L'héritage coûteux de Donald Trump Le président américain Donald Trump avant de quitter la base aérienne d'Andrews dans le Maryland le 12 janvier 2021.

L'héritage coûteux de Donald Trump

L’histoire jugera que Trump a été un président américain conséquent, dans la mesure où il a laissé l’Amérique et le monde bien changé. Il sera également considéré comme l’un des pires, sinon le pire, des présidents américains.

Il est vrai que Trump a pu accomplir des choses utiles. Sur le plan intérieur, il a encouragé des politiques telles que la réduction du taux d’imposition des sociétés qui était trop élevé ou encore l’assouplissement de certaines réglementations trop lourdes. Ces politiques ont contribué à une croissance économique robuste. En politique étrangère, il mérite d’être félicité pour avoir fait évoluer la politique américaine vis-à-vis d’une Chine de plus en plus répressive, puissante et affirmée, dans une direction plus objective et plus critique. Il a également eu raison de fournir des armes défensives à l’Ukraine, étant donné qu’une partie de ce pays est sous occupation russe.

Négocier un nouveau pacte commercial avec le Mexique et le Canada, puis persuader le Congrès de l’approuver, a été une réalisation significative. Toutefois, l’amélioration par rapport à l’Accord de libre-échange nord-américain (ALENA) a été plutôt modeste et des parties importantes du nouvel accord ont été reprises du texte du partenariat transpacifique, bien plus vaste, que Trump a rejeté à tort. Les États-Unis ont également joué un rôle appréciable en facilitant la normalisation des liens entre Israël et plusieurs de ses voisins arabes, bien qu’ils n’aient pas réussi à faire avancer la question palestinienne.

Cependant, ces réalisations et d’autres encore sont éclipsées par les erreurs que Trump a commises. Trois échecs en particulier se distinguent.

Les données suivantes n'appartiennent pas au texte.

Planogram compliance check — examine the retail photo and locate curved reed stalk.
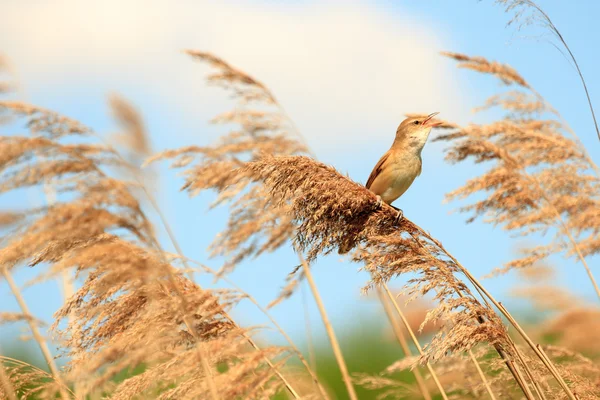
[295,249,358,400]
[435,53,600,299]
[0,266,71,399]
[377,287,431,400]
[383,283,448,400]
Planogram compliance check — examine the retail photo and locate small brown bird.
[366,112,441,219]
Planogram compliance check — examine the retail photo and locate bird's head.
[396,112,442,152]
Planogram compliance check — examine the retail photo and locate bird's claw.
[396,209,404,222]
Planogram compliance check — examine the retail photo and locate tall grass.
[0,1,600,400]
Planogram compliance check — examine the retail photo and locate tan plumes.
[108,94,151,158]
[540,307,600,357]
[0,211,25,228]
[0,102,284,399]
[441,51,529,87]
[186,50,277,104]
[213,156,507,361]
[152,51,307,276]
[436,53,600,295]
[0,356,76,399]
[0,312,45,326]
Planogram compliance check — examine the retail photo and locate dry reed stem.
[468,350,496,400]
[188,259,328,399]
[436,53,600,299]
[418,228,575,399]
[300,285,320,396]
[439,250,575,400]
[0,360,17,400]
[141,185,302,399]
[105,95,302,399]
[377,286,431,400]
[496,0,600,140]
[0,103,290,398]
[383,283,448,400]
[0,266,71,399]
[295,248,358,400]
[410,227,533,399]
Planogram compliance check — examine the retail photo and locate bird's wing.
[365,150,390,189]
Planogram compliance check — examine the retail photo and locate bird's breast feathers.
[370,152,421,204]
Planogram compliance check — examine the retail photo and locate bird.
[365,112,442,221]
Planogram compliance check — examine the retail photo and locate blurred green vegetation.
[1,316,434,400]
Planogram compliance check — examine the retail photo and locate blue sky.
[0,0,600,356]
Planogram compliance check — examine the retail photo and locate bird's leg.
[396,209,404,222]
[390,204,404,222]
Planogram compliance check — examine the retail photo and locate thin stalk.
[525,0,600,144]
[2,267,71,399]
[0,360,17,400]
[295,248,358,400]
[410,227,532,399]
[300,285,326,398]
[81,138,300,399]
[512,343,546,400]
[141,186,300,399]
[468,350,496,400]
[377,286,431,400]
[419,229,576,400]
[415,225,576,400]
[383,283,448,400]
[519,155,600,299]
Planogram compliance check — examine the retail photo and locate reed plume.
[435,53,600,297]
[0,102,292,399]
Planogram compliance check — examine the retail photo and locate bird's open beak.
[423,112,442,128]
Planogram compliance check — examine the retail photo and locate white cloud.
[0,0,472,150]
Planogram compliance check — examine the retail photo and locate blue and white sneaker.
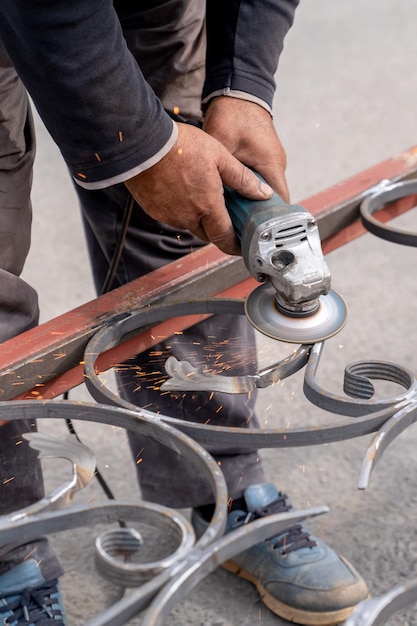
[0,559,65,626]
[192,483,369,626]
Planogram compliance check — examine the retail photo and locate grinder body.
[225,182,331,317]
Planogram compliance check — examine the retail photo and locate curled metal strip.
[360,180,417,246]
[304,343,417,417]
[343,361,414,400]
[84,299,396,451]
[161,345,311,393]
[0,432,96,528]
[0,400,227,547]
[95,511,195,587]
[142,506,329,626]
[0,400,227,626]
[343,578,417,626]
[358,398,417,489]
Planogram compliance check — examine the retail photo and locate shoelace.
[4,582,64,626]
[237,493,317,555]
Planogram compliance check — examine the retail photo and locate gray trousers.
[0,0,263,578]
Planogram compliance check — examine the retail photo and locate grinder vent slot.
[274,224,307,248]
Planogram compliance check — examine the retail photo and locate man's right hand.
[125,123,273,255]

Le premier est le dommage qu’il a causé à la démocratie américaine. Les événements du 6 janvier 2021 où une foule de partisans de Trump a assiégé et occupé le Capitole américain, ont marqué la culmination des efforts du président pour diaboliser les médias, violer les normes établies, promouvoir le mensonge, remettre en cause l’autorité des tribunaux et rejeter les résultats d’une élection présidentielle qui a passé tous les tests de légitimité.

L’incitation à la violence et aux activités illégales de Trump a été la goutte d’eau qui a fait déborder le vase. Il est certain que la faute n’incombe pas uniquement à Trump, car personne n’a forcé tant de républicains à suivre son exemple en cherchant à saper la légitimité de la victoire du président Joe Biden. Ceux qui ont rendu la tâche de Trump possible grâce à leur soutien politique et financier partagent la responsabilité de ses assauts continus aux limites essentielles au fonctionnement du système démocratique. Néanmoins, ce qui distingue cet incident de populisme américain des épisodes précédents est qu’il a été conçu depuis le Bureau ovale plutôt que de l’extérieur.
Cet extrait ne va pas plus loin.